Thank you again for your reply.

[Camisotro]

Stepping back briefly to the original experimental problem... you said your original analyte has sensitivity problems on this MS. What sort of mobile phase and additives were you using when you experienced this poor sensitivity? I know ESI-MS can be very finicky about what else is in the mobile phase. Is it possible that optimizing these conditions could give you good enough response without derivatization?

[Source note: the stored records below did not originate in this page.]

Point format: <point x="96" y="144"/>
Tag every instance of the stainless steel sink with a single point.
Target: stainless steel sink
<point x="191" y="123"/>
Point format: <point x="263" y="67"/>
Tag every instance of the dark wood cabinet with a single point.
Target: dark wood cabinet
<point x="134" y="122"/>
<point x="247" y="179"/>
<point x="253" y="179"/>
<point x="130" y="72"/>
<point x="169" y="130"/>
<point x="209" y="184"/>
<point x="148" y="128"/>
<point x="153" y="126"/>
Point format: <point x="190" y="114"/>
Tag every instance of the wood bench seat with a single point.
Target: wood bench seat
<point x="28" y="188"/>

And if you must derivatize, I agree that you must be mindful of what else is in the matrix you're injecting on the column. Ideally you want your analyte to be retained on the column long enough for all the early-eluting matrix components to pass (and while the matrix elutes, it could be helpful to divert to waste instead of MS).

[PeterS]

Hello smkh

About your questions:
Are you sure that by the exctraction proecedure with hexane the compound is extracted and that the dansyl chloride is not? Otherwise you still optimize your MS in the presence of dansyl chloride which may disturb.

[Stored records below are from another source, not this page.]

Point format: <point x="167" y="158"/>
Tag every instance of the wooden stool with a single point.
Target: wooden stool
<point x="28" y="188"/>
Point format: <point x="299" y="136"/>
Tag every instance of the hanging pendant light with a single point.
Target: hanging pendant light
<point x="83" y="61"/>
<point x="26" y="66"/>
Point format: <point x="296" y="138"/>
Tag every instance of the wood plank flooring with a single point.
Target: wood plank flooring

For me it is possible to use any C18 column as log as it gives a separation between the NaHCO3, the dansyl chloride and the derivative. For wavelength we used 254 nm.
The mobile phase is probable comparable to that used in your LC_MS so you will be able to tune the API5000.

[smkh]

Hello PeterS

About this:
"Are you sure that by the exctraction proecedure with hexane the compound is extracted and that the dansyl chloride is not? Otherwise you still optimize your MS in the presence of dansyl chloride which may disturb."
I agree with you 100%
And the picture now is more than clear for me , this is the first time I do something like this and I feel it is too intresting.
So I can do it in Revesre phase and when you say 'Normal' HPLC that is not mean Normal phase
I will try it and share the result with you.

Thanks alot.

[smkh]

Hello PeterS

I do the experiment using HPLC- UV and with c18 column (150*4.6) and mobile phase of (1:1)(H2O:ACN) with 0.1% FA and flow rate of 1ml/min using standrd prepared by evaporate 10ug/ml cocentration in methanol then add dansyl chloride, Na2CO3 mix , incubate and back extract , reconstitute it with mobile phase (0.500ml) and inject 100ul on UV
two main peaks appear at retintion time of 2, 4 and small peaks at 6, 10
when inject dansylated methanol proceesed as previous , it dosen't give me that of 4,6& 10
I collect that of 4 because it is main
and tune it using API5000, the tuning didn't give me high intensity but I get new parameters.
Inject stsndard and calibration and still I have apeak at the blank same of that at low concentratins
any thing to be considered?
by the way the analyte is Ethinyl Estradiol.

[PeterS]

Hello smkh

If you still have a peak in the blank is there anything contaminated?
I think you are measuring now in MRM mode on the API5000 with m/z 530-171 as mass transition and an collision energy of about 50V.

Peter

[Camisotro]

Thanks for clarifying your analytes. I was once trying to optimize signal for dienestrol and diethylstilbestrol on ESI-MS. They were nearly impossible to see in positive mode, but I got a molecular ion in negative-ion mode and reasonably good sensitivity by MS/MS, no derivatization. I saw ion suppression with formic acid or ammonium hydroxide as an additive. Sensitivity was better with dilute ammonium acetate in the mobile phase (0.25 mM) - anything stronger led to suppression again.

I don't know if ethynylestradiol would follow the same trend but I figured it's worth bringing up, since you didn't mention under which conditions you had concluded the sensitivity would not suffice without derivatization.